Table 3 reports the clustering performance of all compared methods on six benchmarks. From these results, we can derive four key observations: 1) Our ECN-MF outperforms other deep clustering methods, attributed to the benefits of contrastive learning in implicitly capturing supervisory information. 2) Compared to contrastive methods, our approach demonstrates superior performance, leveraging an information-enhanced clustering guidance module to better preserve the original data information in the embedded data. It ensures better retention of information and improves the discriminative capability of sample pairs by bringing samples from the same cluster closer and pushing away those from different clusters. 3) Our method achieves the best performance on CITESEER, showcasing the effectiveness of utilizing Singular Value Decomposition to capture latent important information of samples, particularly advantageous in handling sparse matrices. 4) Favorable results on AMAP and AMAC highlight the effectiveness of our batched low-rank singular value decomposition algorithm in handling large datasets. In summary, our method outperforms most others on six datasets with four metrics, validating the effectiveness of our proposed approach in addressing unreasonable data preprocessing and handling positive and negative sample pairs.

Firstly, we perform Singular Value Decomposition on attributes, and the time complexity of calculating the low-rank process to obtain the reconstructed attribute Xr in Fig. 2 is O(batch×BD×r), where r is the rank size, B is the batch size, and D is the dimension. Subsequently, during the training phase, we employ a two-layer residual graph convolutional neural network (GCN) model. The time complexity for computing the two views is O(2NDd+4Ndd), where d is the dimension of the graph convolutional neural network, N is the number of samples, and D is the dimension of the original samples. The time complexity for calculating the mean square error loss function is O(Nd), and N is the number of samples. The time complexity for high confidence selection is O(NK), where K is the number of clusters, and N is the number of samples. The time complexity for computing the target distribution is O(NK), where N is the number of samples. The time complexity for the KL divergence loss function is O(NK), and the time complexity for the cross-entropy loss function is O(NK), where N is the number of samples. Therefore, the overall time complexity of our algorithm is O(batch×BDr+NDd+Ndd+NK+Nd).
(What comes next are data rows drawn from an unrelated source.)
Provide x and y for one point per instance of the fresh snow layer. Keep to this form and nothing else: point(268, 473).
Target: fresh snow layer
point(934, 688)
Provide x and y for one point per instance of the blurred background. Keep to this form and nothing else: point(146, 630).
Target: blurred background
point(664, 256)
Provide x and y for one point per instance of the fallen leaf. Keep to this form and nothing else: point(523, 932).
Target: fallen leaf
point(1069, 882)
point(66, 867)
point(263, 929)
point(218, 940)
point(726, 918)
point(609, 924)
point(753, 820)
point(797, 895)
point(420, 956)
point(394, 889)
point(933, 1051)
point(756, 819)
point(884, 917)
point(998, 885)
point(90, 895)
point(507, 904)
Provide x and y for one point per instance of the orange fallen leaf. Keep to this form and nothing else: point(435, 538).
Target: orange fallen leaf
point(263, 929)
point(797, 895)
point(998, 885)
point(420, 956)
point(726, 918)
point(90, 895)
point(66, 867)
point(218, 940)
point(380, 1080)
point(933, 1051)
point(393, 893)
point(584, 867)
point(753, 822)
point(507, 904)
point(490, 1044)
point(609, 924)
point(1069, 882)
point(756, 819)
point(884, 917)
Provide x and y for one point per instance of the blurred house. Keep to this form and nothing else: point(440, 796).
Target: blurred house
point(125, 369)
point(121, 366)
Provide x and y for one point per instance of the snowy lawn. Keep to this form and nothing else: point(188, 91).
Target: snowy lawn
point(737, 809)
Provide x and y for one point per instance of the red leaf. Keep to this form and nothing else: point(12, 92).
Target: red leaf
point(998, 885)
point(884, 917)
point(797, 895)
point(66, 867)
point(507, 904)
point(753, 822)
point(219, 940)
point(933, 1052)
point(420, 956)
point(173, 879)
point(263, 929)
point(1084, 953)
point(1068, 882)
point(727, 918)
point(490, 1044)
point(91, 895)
In this section, we first experimentally validate the effectiveness of our proposed data augmentation method and periodic update strategy, as shown in Table 4. For simplicity, we denote the Batch low-rank Singular Value Decomposition as B and the periodic update as P. Note that in order to replace the B operation, we use a mask to generate different views of the same node, with a mask rate of 0.5. “(w/o)B & P” represents not using the batch low-rank Singular Value Decomposition operation and periodic update, while B + P indicates the usage of both. Table 4 displays the convergence results after running 1000 epochs. Based on the observed results, we conclude that the performance would degrade without B and P, indicating that these two strategies contribute significantly to the performance improvement.

In Fig. 3, we visualize the accuracy throughout the entire training process until convergence using a line chart. The graph demonstrates that our model exhibits robust performance. Overall, the experimental results validate the effectiveness of B and P.

In this section, we will analyze the hyperparameters r, α, and β to demonstrate their impact on the dataset. For the rank r, we set the range of values from 10 to 100, and for α and β, we set the range of values from 0.1 to 1.

To visually showcase the superiority of ECN-MF, we employ the t-SNE algorithm (Maaten and Hinton 2008) to visualize the distribution of the learned clustering embeddings Z in a two-dimensional space. As shown in Fig. 6, ECN-MF can better reveal the intrinsic clustering structure among the data.